The second step was to completely disable STI dispatch. STI, we shall miss you.

So, benchmarks. Of course fibonacci numbers are indicative of only a very narrow range of performance, but I think they're a good indicator of where general performance will go in the future, as we're able to expand these optimizations to a wider range of methods.

JRuby before the changes:
$ jruby -J-server -O bench_fib_recursive.rb
1.039000 0.000000 1.039000 ( 1.039000)
1.182000 0.000000 1.182000 ( 1.182000)
1.201000 0.000000 1.201000 ( 1.201000)
1.197000 0.000000 1.197000 ( 1.197000)
1.208000 0.000000 1.208000 ( 1.208000)
1.202000 0.000000 1.202000 ( 1.202000)
1.187000 0.000000 1.187000 ( 1.187000)
1.188000 0.000000 1.188000 ( 1.188000)

JRuby after:
$ jruby -J-server -O bench_fib_recursive.rb
0.864000 0.000000 0.864000 ( 0.863000)
0.640000 0.000000 0.640000 ( 0.640000)
0.637000 0.000000 0.637000 ( 0.637000)
0.637000 0.000000 0.637000 ( 0.637000)
0.642000 0.000000 0.642000 ( 0.642000)
0.643000 0.000000 0.643000 ( 0.643000)
0.652000 0.000000 0.652000 ( 0.652000)
0.637000 0.000000 0.637000 ( 0.637000)

This is probably the largest performance boost since the early days of the compiler, and it's by far the fastest fib has ever run.

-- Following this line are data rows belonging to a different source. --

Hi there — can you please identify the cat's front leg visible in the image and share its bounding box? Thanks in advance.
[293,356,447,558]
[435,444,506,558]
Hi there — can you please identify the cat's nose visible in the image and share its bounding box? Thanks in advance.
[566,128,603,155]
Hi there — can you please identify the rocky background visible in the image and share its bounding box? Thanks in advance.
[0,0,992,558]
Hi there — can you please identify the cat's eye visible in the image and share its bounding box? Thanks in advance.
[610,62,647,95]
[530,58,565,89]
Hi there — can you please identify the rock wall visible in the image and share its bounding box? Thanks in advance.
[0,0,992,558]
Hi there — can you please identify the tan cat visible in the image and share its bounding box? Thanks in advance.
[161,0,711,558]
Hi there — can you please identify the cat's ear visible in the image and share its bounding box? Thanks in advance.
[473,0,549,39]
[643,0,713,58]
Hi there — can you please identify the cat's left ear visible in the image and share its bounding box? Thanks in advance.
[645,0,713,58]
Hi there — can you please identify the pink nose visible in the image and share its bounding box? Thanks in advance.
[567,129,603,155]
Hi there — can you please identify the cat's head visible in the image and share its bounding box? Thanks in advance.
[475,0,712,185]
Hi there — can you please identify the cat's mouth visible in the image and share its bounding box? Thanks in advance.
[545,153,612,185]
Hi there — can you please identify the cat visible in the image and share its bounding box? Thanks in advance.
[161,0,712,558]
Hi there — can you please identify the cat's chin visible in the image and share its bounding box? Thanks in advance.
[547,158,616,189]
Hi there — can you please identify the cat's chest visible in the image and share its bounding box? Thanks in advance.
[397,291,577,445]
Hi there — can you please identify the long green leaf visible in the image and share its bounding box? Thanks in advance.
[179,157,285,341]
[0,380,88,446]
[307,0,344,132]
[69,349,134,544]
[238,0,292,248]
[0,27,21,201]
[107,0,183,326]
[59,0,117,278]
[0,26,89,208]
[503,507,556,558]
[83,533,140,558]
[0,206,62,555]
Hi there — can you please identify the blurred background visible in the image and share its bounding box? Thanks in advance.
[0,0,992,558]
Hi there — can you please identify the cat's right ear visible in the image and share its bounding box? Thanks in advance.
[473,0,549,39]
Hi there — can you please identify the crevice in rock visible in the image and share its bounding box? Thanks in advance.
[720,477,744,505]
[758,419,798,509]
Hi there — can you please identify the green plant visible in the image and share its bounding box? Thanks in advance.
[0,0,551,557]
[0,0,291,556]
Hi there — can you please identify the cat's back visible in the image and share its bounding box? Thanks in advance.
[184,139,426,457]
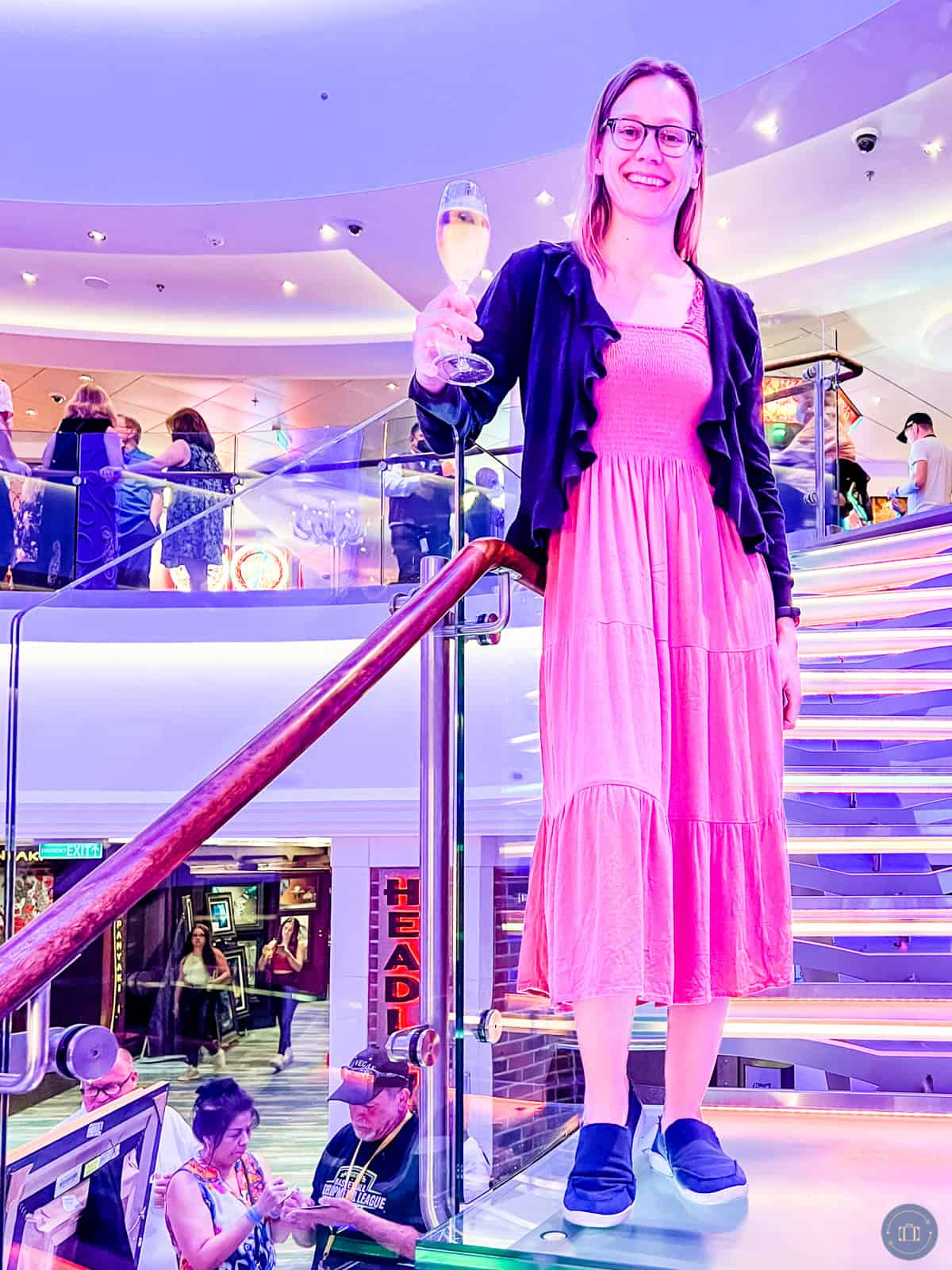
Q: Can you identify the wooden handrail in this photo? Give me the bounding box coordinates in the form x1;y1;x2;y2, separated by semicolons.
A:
0;538;542;1018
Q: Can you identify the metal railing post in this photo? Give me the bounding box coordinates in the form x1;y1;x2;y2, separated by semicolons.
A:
419;556;455;1230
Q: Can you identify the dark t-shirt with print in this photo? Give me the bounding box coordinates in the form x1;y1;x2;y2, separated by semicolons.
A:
311;1116;427;1270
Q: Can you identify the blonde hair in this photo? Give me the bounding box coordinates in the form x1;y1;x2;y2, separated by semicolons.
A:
573;57;704;275
66;383;119;428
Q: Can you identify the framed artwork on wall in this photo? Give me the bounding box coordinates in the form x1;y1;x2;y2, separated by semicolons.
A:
278;876;317;910
212;883;262;931
225;950;249;1014
239;940;262;988
205;891;235;935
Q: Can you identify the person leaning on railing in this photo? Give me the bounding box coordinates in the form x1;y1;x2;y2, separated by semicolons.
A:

Here's MRI (Ruby 1.8) and YARV (Ruby 1.9) numbers for comparison:

$ ruby bench_fib_recursive.rb
1.760000 0.010000 1.770000 ( 1.813867)
1.750000 0.010000 1.760000 ( 1.827066)
1.760000 0.000000 1.760000 ( 1.796172)
1.760000 0.010000 1.770000 ( 1.822739)
1.740000 0.000000 1.740000 ( 1.800645)
1.750000 0.010000 1.760000 ( 1.751270)
1.750000 0.000000 1.750000 ( 1.778388)
1.740000 0.000000 1.740000 ( 1.755024)

$ ./ruby -I lib bench_fib_recursive.rb
0.390000 0.000000 0.390000 ( 0.398399)
0.390000 0.000000 0.390000 ( 0.412120)
0.400000 0.010000 0.410000 ( 0.424013)
0.400000 0.000000 0.400000 ( 0.415217)
0.400000 0.000000 0.400000 ( 0.409039)
0.390000 0.000000 0.390000 ( 0.415853)
0.400000 0.000000 0.400000 ( 0.415201)
0.400000 0.000000 0.400000 ( 0.504051)

What I think is really awesome is that I'm comfortable showing YARV's numbers, since we're getting so close--and YARV has a bunch of additional integer math optimizations we don't currently support and thought we'd never be able to compete with. Well, I guess we can.

However a more reasonable benchmark is the "pentomino" benchmark in the YARV suite. We've always been slower than MRI...much slower some time ago when nothing compiled. But times they are a-changin'. Here's JRuby before the changes:
$ time jruby -J-server -O sbench/bm_app_pentomino.rb

real 1m50.463s
user 1m49.990s
sys 0m1.131s

And after:
$ time jruby -J-server -O bench/bm_app_pentomino.rb

real 1m25.906s
user 1m26.393s
sys 0m0.946s

$ time ruby test/bench/yarv/bm_app_pentomino.rb

real 1m47.635s
user 1m47.287s
sys 0m0.138s

$ time ./ruby -I lib bench/bm_app_pentomino.rb

real 0m49.733s
user 0m49.543s
sys 0m0.104s

Again, keep in mind that YARV is optimized around these benchmarks, so it's not surprising it would still be faster. But with these recent changes--general-purpose changes that are not targeted at any specific benchmark--we're now less than 2x slower.

My confidence has been wholly restored.